In the beginning there was the ODS or operational data store - typically a collection of tables in a relational database. The ODS contained the company's raw data which was used to run historical reports on past transactions. Then came the data marts (DM) essentially a snapshot of the ODS. The BI Analysts who were highly skilled statisticians and mathematicians ran queries against the DM, extracted data from the DM and performed their analyses. But all the analyses in the world could not deliver critical information in a timely manner to help management make better operational decisions to improve customer service and help the bottom line.
The good news is that DMs and Business Intelligence (BI) have evolved significantly over the past decade. It is no longer acceptable to have DMs that are just time-stamped snapshots of the ODS. The raw data in the ODS has to be cleansed, massaged and distilled...and I mean distilled...into useful information stored in formats like, cubes, dimensional entities and aggregates in columnar structures at various levels of granularity and recency so that the analysts can visualize, manipulate and study the data from different angles.
What has changed in BI in the past decade?
Data Frequency - real-time or close to real-time
Daily or weekly snapshots of the ODS are no longer acceptable for making decisions. This means that we need to have intra-day data marts as close to real-time as possible that contain only a subset of data that renders recent customer transactions and activities very quickly. Intra-day snapshots of data are trickle fed through data filters into real-time data marts, allowing operational personnel the ability to analyze events occurring during the day of the event. As you can imagine, this means that the volume of data being stored increases substantially. The main ODS and OLAP data mart now contain tens of terabytes to hundreds of terabytes (even petabytes!) to support all forms of BI now. And it should be noted that the granularity of the data for operational BI must be at the lowest level of detail. All this means that, not only does the ODS and OLAP DM infrastructure have to handle faster, more frequent loads of data, but seamless scalability is mandatory – whether it is for storing and processing increased volumes of data, or maintaining the integrity of the environment (backups, failovers, etc.)

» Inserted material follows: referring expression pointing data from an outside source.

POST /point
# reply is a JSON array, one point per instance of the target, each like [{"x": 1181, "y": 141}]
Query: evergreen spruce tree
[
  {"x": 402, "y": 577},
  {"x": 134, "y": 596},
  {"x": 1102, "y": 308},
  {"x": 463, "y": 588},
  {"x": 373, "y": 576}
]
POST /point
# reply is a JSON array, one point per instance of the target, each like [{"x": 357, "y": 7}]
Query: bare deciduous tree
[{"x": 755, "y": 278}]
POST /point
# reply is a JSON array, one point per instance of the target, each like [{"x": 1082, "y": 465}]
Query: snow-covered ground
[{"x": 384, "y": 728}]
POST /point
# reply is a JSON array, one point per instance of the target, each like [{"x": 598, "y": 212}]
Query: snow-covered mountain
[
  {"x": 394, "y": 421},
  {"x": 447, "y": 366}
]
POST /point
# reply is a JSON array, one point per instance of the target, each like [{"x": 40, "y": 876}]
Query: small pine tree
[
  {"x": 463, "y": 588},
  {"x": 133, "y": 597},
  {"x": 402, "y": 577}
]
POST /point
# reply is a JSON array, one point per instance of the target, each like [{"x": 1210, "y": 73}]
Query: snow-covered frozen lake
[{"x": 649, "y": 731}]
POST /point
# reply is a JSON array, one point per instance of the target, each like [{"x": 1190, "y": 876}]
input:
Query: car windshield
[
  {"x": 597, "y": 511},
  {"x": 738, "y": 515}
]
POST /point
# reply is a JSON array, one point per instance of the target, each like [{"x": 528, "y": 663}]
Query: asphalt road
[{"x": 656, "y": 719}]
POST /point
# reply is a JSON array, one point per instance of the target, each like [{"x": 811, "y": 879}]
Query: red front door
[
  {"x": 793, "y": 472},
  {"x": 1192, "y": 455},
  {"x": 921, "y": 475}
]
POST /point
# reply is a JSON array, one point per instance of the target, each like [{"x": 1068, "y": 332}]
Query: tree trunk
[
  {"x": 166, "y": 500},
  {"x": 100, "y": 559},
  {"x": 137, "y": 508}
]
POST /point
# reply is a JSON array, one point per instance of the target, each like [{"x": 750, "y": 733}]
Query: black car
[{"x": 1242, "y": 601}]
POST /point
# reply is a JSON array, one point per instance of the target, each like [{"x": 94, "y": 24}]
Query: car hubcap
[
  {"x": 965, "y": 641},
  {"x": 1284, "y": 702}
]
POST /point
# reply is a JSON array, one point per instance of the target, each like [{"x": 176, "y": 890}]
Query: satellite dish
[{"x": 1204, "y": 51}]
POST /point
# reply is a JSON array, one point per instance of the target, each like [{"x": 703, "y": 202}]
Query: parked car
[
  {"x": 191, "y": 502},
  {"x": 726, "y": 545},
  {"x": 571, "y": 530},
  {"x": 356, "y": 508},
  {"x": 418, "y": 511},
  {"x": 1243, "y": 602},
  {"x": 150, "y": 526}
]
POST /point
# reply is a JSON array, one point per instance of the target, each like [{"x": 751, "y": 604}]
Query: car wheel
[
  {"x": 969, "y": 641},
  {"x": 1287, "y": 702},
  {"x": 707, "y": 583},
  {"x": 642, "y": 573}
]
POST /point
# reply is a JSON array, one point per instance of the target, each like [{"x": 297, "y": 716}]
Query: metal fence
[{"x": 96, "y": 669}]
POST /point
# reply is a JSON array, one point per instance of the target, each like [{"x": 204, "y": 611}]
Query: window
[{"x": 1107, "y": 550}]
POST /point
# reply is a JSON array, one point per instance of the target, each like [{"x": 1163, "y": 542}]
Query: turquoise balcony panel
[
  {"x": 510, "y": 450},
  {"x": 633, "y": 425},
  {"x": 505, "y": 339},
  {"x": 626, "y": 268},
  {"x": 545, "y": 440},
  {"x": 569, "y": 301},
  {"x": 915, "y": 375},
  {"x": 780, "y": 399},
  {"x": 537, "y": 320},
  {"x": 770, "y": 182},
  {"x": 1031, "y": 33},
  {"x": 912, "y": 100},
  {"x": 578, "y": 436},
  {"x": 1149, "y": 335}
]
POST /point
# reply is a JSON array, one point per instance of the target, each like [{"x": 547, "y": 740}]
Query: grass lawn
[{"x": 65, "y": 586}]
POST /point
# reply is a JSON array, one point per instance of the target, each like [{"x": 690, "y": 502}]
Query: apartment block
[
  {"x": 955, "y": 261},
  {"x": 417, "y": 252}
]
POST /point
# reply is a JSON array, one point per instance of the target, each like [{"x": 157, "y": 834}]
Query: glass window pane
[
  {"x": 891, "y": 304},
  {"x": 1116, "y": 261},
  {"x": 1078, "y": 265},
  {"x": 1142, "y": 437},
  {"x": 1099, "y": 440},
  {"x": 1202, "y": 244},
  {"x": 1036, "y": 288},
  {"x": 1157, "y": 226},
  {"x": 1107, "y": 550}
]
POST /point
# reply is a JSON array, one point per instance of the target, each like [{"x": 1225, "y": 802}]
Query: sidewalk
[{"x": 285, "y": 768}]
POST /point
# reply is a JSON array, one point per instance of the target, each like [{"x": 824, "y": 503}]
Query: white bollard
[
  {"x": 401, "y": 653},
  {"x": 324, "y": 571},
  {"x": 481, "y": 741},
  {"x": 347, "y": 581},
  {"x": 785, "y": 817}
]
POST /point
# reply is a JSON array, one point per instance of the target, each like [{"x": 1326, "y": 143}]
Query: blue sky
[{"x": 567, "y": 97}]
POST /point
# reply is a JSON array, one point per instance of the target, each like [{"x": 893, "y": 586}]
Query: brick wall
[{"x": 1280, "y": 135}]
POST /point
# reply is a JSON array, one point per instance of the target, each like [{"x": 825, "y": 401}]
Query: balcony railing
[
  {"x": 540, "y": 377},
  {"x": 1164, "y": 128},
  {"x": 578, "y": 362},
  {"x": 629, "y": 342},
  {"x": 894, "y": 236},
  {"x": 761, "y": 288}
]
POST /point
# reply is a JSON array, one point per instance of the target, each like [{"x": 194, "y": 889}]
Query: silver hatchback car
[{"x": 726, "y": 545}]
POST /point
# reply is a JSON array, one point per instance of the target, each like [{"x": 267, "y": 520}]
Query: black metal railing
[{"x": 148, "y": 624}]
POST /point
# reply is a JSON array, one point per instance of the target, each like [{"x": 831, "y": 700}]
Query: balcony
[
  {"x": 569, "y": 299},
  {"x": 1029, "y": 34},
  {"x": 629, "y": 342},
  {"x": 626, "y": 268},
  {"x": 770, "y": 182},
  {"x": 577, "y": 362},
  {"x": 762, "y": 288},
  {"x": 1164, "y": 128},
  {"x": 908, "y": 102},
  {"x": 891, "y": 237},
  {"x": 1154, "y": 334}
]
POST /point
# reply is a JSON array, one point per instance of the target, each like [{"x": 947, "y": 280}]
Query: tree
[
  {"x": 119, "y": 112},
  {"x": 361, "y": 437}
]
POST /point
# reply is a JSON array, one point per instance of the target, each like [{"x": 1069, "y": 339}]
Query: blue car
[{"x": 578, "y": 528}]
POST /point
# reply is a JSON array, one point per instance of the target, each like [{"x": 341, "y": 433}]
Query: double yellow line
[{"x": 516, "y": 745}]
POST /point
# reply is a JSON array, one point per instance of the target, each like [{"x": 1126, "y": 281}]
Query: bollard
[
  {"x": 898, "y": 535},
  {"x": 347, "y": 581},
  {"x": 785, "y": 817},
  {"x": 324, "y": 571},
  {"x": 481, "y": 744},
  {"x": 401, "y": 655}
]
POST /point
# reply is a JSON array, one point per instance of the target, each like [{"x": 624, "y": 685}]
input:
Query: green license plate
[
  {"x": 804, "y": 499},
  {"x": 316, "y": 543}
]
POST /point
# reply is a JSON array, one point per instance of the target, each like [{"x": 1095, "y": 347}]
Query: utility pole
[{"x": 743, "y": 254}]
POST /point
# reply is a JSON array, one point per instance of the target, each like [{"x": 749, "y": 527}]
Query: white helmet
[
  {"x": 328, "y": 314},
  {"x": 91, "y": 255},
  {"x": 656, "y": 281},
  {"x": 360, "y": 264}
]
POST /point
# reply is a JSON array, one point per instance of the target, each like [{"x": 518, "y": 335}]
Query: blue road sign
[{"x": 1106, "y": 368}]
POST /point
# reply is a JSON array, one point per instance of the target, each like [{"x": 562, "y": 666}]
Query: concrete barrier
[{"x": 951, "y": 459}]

Performance - instant gratification
While performance in traditional BI environments has always been important, it is now critical that responses to queries against the intra-day real-time data mart be almost instantaneous. In many instances, requests originate from and responses are received on handheld wireless devices. Communication is no longer one-way. In other words, users are able to send back comments and feedback which contain valuable information (unfortunately in unstructured textual format in many instances) that must be captured, parsed, stored and fed into the ETL process. Add to this the fact that the environment must still support traditional BI users. A mixed environment with ODS, the traditional data mart (OLAP) and the real-time data mart means the software must have the ability to prioritize and route queries, not only according to their importance to the enterprise but also based on data and response requirements.
Number of users - scalability
There was a time when Business Intelligence was the domain of only statisticians and mathematicians who extracted data from historical snapshots of the ODS to perform their magic. Gone are those days. Now BI and analytics are used by business users and even customers want to get into the act since they want access to their transaction history and past experiences at a particular store or web site. Here's another catch. Not all users are human. There are web-bots that roam in and around the data marts trying to detect patterns, do simulations and project outcomes. All of this puts a tremendous strain on the network, server and infrastructure that must be horizontally and vertically scalable to support the onslaught of requests, queries and analytics being thrown at them.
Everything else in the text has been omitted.